By Diane Mapes
IMAGINE DRIVING TO THE EMERGENCY ROOM only to find there's no entrance. You can see the doctors and nurses through the windows, but you can't find a way in to access their care.
Dr. Angelique Richard, a staunch champion of improving patients' access to cancer care, doesn't need to imagine such a scenario. The longtime oncology nurse, now chief nurse executive and vice president of Clinical Operations at Fred Hutch's treatment arm, Seattle Cancer Care Alliance, has seen it play out for decades with patients who don't have the money, the insurance, the trust or the language skills necessary to navigate a complex, and often confusing, health care system.
"I've seen people present very, very late. Many times that's the situation with people who are minorities or underrepresented or are uninsured or underinsured. They present later in their disease so their options aren't as great," she said. "I've also seen patients literally have to hire an attorney and go to court with their insurance companies [to get access to treatment]. Cancer patients and families should be able to focus on getting better, not on getting access or figuring out how to pay for their care."
Richard has advocated on behalf of these patients throughout her 30-year career as a nurse, researcher and health care administrator. She's written countless grants, spent years doing community outreach and, whenever possible, brought up patient access to lawmakers and movers and shakers, including Vice President Joe Biden during his Cancer Moonshot visit to Fred Hutch in March.
Never, however, did Richard imagine her advocacy on behalf of underrepresented patients would end up helping her own baby sister.
Photo courtesy of Fred Fox Studios
"I'm closest in age to Angelique. I'm her cheerleader and a big fan and I'll do whatever she tells me to do," said Apryl Richard Paige, a 46-year-old administrative assistant from Chicago who was diagnosed with breast cancer in August 2012.
Paige remembers accompanying her big sister to the early cancer detection talks she gave at women's clubs and faith-based organizations. "I listened to her when she told the ladies, 'Get to know your breasts.'"
When she found a lump in her own breast during a self-exam, Paige immediately went to her sister, who felt the mass, then shepherded Paige through her biopsy. When it turned out to be cancer, both sisters were doubly devastated: Paige was between jobs at the time and had no insurance.
"The first thing I thought about was my family and the financial burden," she said. "I didn't know how I would pay for any of it."
Richard not only helped her younger sister deal with the anguish of a cancer diagnosis, she pointed her to crucial resources, such as a social worker, a patient navigator and a hospital fund designed to help uninsured and underinsured women. Months before, Richard herself had facilitated the Susan G. Komen grant that paid for her sister's diagnostic mammogram.
"If I hadn't had her help navigating all of that I would have spent a lot of time stressing out, and that's not exactly what patients should have to go through," Paige said. "I don't have a health care background, so I didn't know what questions to ask. And there were so many things I'd never heard of. She even asked the oncologist about clinical trials and I'm now participating in one. It was very helpful."
Richard also connected her sister with breast cancer survivors who helped answer questions about treatment, buying wigs and foods to avoid — or focus on — during chemo. Since then, Paige has gone on to advocate for and support others diagnosed with breast cancer.
"I knew when I was diagnosed that I was lucky. My sister was an oncology nurse and she was passionate about it," Paige said. "I knew she'd look out for me. And she has. I've become more educated and more comfortable learning about all the different things related to cancer. I'm grateful to have her expertise."
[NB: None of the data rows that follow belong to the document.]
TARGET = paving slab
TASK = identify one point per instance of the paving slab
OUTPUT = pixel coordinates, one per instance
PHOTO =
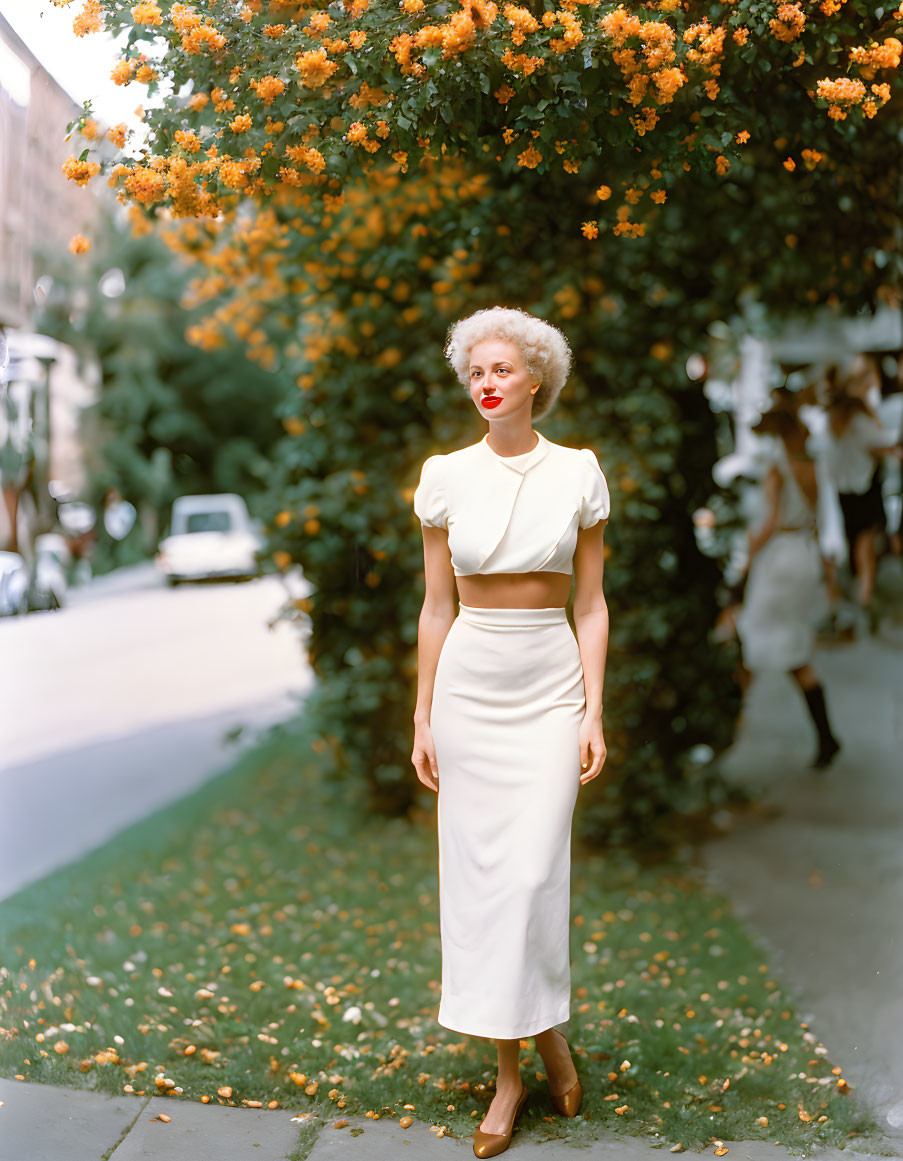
(208, 1132)
(47, 1123)
(821, 880)
(367, 1140)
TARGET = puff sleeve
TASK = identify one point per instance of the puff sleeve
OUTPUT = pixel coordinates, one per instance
(430, 495)
(594, 502)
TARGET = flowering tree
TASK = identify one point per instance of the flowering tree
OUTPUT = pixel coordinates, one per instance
(348, 178)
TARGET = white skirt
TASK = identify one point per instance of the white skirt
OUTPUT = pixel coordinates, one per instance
(782, 604)
(507, 705)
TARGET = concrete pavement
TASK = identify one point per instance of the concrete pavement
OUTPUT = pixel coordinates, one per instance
(822, 880)
(41, 1123)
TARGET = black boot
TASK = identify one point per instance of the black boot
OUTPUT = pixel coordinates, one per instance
(828, 744)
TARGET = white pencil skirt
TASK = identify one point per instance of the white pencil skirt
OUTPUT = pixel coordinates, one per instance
(507, 705)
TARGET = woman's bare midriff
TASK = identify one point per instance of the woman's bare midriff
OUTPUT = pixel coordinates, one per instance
(514, 590)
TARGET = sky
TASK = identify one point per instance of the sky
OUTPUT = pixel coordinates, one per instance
(81, 65)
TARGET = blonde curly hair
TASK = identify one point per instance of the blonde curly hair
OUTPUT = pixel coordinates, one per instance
(543, 348)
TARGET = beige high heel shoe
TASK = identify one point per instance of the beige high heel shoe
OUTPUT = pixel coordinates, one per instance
(490, 1145)
(568, 1103)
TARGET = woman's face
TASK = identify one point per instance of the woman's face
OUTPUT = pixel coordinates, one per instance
(499, 382)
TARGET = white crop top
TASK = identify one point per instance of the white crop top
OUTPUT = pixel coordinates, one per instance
(515, 513)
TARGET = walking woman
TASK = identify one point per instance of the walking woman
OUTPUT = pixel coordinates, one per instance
(508, 719)
(780, 611)
(857, 441)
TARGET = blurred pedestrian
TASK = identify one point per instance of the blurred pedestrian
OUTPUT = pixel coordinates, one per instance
(780, 607)
(857, 440)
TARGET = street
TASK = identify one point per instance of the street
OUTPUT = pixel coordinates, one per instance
(124, 700)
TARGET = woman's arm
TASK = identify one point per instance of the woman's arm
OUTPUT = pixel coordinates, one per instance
(591, 627)
(436, 617)
(772, 488)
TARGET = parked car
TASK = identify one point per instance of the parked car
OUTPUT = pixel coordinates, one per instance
(35, 585)
(210, 536)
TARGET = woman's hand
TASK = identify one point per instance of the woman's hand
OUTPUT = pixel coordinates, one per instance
(424, 756)
(592, 748)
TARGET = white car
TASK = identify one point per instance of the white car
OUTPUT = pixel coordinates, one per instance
(209, 536)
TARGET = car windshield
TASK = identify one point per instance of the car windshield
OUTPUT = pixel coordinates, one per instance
(208, 521)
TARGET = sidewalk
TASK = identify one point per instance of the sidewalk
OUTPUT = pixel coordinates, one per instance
(822, 880)
(40, 1123)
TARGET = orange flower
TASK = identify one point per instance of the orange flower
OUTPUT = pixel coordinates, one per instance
(315, 67)
(88, 20)
(146, 13)
(80, 172)
(789, 22)
(121, 72)
(188, 139)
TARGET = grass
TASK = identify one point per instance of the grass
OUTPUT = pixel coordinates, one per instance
(260, 942)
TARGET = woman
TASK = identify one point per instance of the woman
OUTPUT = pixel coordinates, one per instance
(777, 621)
(508, 712)
(857, 440)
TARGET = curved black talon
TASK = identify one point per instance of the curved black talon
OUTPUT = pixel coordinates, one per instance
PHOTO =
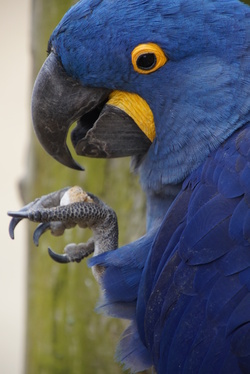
(12, 226)
(62, 259)
(39, 231)
(18, 214)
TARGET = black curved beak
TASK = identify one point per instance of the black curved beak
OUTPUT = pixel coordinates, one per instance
(102, 130)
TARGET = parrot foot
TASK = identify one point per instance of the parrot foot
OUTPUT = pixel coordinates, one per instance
(65, 209)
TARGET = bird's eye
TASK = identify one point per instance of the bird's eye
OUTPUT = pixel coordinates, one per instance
(147, 58)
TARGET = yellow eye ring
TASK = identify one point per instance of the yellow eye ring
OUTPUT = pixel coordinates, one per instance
(147, 58)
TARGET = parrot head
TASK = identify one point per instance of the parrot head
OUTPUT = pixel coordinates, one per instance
(161, 81)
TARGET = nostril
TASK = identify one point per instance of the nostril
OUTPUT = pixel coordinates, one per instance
(84, 124)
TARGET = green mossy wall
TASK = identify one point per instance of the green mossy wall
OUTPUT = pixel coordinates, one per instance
(64, 333)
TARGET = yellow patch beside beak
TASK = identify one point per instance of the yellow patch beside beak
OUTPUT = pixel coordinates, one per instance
(137, 108)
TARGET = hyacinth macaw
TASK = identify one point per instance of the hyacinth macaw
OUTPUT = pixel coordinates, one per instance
(168, 83)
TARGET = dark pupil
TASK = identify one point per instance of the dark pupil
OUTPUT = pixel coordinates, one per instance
(146, 61)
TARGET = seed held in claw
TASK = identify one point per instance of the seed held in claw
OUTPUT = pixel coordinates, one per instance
(74, 195)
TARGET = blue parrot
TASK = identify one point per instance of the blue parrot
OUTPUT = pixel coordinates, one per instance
(185, 285)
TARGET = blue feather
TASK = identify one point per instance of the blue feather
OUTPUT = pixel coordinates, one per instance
(185, 285)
Richard wants to see a health care system where every patient has access to specialized cancer care, innovative new treatments and clinical trials, regardless of socioeconomic or insurance status. Her three decades in health care — and the profound insights she gained during her sister's cancer journey — have also pushed her to seek better support for patients and families who are often overwhelmed and/or worn down by baffling medical-speak and a Byzantine insurance system.
Since joining SCCA in 2014, Richard has made key inroads, connecting with community groups like the African-American cancer advocacy group Cierra Sisters; expanding the SCCA mobile mammogram program; setting up a new public health partnership with the national social service nonprofit Mercy Housing; and creating a training and mentorship program for cancer care providers in Guam, where both oncologists and oncology nurses are scarce.
Photo by Robert Hood / Fred Hutch
But there is much more to do when it comes to eliminating barriers to care, she said.
"We know there are individuals out there [in need of care] and we have an obligation to educate and heighten awareness," she said. "We have many efforts that are underway, but we know that the community-at-large — particularly minorities — may have issues with trusting traditional medicine. There have been studies in the past that have shaken that trust. We have an opportunity and an obligation to right that wrong, if you will."
A compassionate big sister to all, Richard is well-placed to do just that.
"Nursing is the No. 1 trusted profession in the country," she said. "I think we're in a wonderful position to help restore trust."